Terça-feira, 20 de Maio de 2008

Economia na China

 

O Acordar da China

A China praticamente "acordou" e começou o seu rápido crescimento em 1978, quando Deng Xiaoping tomou o poder. Escolhendo o modelo de desenvolvimento dos vizinhos "tigres asiáticos" (Hong Kong, Singapura, Taiwan e Coreia do Sul), então em franco crescimento, adaptou-o às próprias necessidades, com as devidas correções. A partir daí, não parou de crescer, tendo-se tornado o país com a mais alta percentagem de crescimento no mundo.
Deng Xiaoping estava convencido de que um país não se pode tornar uma grande potência política, se não for também uma potência económica.

 

Novas Mudanças surgiram.
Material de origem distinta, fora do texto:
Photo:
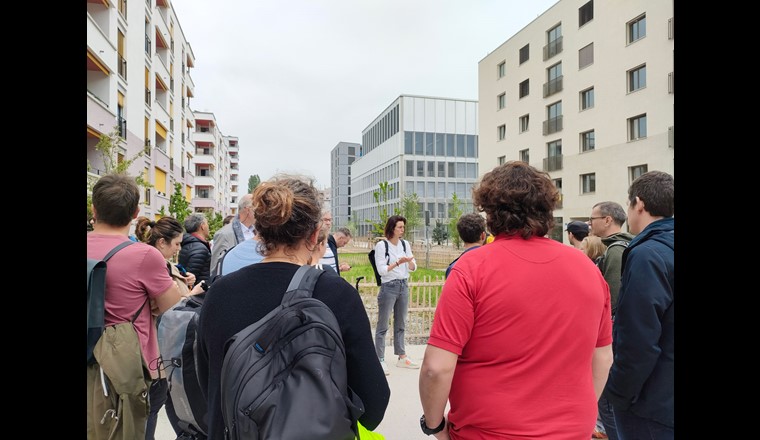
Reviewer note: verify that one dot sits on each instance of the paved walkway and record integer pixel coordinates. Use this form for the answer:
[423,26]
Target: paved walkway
[402,417]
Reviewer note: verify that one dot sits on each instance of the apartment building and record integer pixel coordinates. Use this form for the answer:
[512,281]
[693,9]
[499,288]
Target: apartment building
[139,84]
[420,145]
[341,157]
[584,92]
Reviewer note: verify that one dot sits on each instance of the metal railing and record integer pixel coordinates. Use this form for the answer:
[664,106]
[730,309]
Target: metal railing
[553,163]
[553,48]
[553,125]
[553,86]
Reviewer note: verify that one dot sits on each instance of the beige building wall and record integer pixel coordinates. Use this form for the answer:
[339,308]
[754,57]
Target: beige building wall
[616,157]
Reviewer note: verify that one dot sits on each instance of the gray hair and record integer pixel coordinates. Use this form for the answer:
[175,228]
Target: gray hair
[194,221]
[614,210]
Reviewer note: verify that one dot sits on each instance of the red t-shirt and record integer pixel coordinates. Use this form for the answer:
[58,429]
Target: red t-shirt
[134,273]
[524,316]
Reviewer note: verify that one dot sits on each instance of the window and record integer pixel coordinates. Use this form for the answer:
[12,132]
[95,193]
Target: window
[586,56]
[524,122]
[637,78]
[524,53]
[637,127]
[636,171]
[586,13]
[637,28]
[524,88]
[588,183]
[587,99]
[554,39]
[587,141]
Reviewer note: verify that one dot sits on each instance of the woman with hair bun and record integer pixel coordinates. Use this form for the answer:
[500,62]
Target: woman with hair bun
[287,211]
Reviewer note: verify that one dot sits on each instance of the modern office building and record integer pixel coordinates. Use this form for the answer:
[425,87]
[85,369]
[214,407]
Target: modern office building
[341,157]
[139,85]
[584,92]
[418,145]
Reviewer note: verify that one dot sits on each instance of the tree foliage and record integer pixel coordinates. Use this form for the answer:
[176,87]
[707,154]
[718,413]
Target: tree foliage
[455,211]
[381,198]
[253,182]
[410,209]
[179,207]
[440,232]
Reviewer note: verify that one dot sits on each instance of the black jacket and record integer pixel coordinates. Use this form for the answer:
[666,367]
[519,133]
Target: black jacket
[334,247]
[195,256]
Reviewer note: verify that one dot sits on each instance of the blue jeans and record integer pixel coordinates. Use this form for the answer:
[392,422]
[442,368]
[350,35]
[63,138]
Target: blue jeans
[633,427]
[607,418]
[394,295]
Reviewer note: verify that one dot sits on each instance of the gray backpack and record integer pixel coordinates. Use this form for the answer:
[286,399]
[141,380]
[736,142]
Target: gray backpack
[284,377]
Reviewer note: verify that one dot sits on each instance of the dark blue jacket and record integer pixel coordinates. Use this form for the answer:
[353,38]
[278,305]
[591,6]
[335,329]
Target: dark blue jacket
[195,256]
[642,375]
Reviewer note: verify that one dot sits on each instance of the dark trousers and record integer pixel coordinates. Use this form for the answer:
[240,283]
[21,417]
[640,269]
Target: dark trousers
[632,427]
[156,397]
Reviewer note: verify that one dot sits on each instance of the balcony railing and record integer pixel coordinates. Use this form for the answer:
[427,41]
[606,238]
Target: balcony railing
[122,66]
[122,124]
[553,86]
[552,125]
[553,163]
[553,48]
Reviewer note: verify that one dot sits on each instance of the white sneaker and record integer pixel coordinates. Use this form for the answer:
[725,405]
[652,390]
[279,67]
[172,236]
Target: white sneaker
[407,363]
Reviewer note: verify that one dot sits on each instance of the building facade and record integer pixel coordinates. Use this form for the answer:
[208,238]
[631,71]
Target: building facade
[139,86]
[341,157]
[584,92]
[419,145]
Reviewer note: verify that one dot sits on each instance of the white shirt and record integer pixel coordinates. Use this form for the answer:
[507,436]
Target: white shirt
[394,253]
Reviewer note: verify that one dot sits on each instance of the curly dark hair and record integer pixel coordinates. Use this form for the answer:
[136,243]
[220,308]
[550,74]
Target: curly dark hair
[517,199]
[287,209]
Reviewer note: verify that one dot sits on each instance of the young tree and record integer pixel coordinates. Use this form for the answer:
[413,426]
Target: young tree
[455,211]
[440,232]
[253,182]
[410,209]
[107,147]
[179,207]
Nos últimos vinte anos, a China:

  • abandonou o planeamento económico centralizado e os planos quinquenais da época de Mao;
  • abandonou a colectivização das terras e o sistemas das "com unas", passando a um sistema em que o trabalhador recebe a metade do que produz;
  • reformou o sistema da gestão das empresas estatais;
  • Incentivou o desenvolvimento do sector privado, estimulando o surgimento de empresas de condução familiar;
  • Atraiu o mais possível o capital externo, criando condições mais favoráveis aos investidores estrangeiros, especialmente em determinadas regiões.

 

Economia da República Popular da China

A Economia da República Popular da China é - depois dos Estados Unidos da América, do Japão e da Alemanha - a quarta maior economia do mundo. Em termos de produto interno bruto, com um volume de 2,2 trilhões de dólares (18,2 trilhões de yuans). 70 % do produto interno bruto é derivado do sector secundário e terciário. A economia do sector público é dominado por cerca de 200 empresas estatais grandes que actuam nas áreas de utilidade pública e indústria pesada .A República Popular da China faz parte do tratado internacional chamado APEC (Asia-Pacific Economic Cooperation), um bloco económico que tem por objectivo transformar o Pacífico numa área de livre comércio. 60% da população dedica-se à agricultura, que visa o atendimento do mercado interno: trigo, milho, arroz e cereais. A China é um país rico em recursos minerais e energéticos: ferro, manganês, tungsténio, estanho, carvão mineral e petróleo. A industrialização torna-se cada vez mais forte no país e é diversificada.

A nível da agricultura

 

Na agricultura a china produz aproximadamente 450 milhões de toneladas de grãos, e quase meio bilhão de suínos, é o maior produtor de arroz, hortifrutigranjeiros, trigo e o segundo em milho. O aumento de produtividade ocorrido nos últimos anos permitiu o país dobrar sua produção agropecuária. A modernização da agricultura permitiu que nos últimos anos os chineses pudessem consumir alimentos que antes da revolução verdes eram inimagináveis. As maiores transformações ocorreram na cidade com a expansão rápida dos sectores industriais e de serviços, principalmente depois das reformas economicas dos anos 80.

 

A nível da Industria

No sector industrial a China ultrapassou os seus maiores concorrentes tornando-se  maior potência industrial do mundo contemporâneo, em alguns sectores de ponta como computadores, electrodomésticos e aço a China já é de longe o maior produtor e consumidor mundial.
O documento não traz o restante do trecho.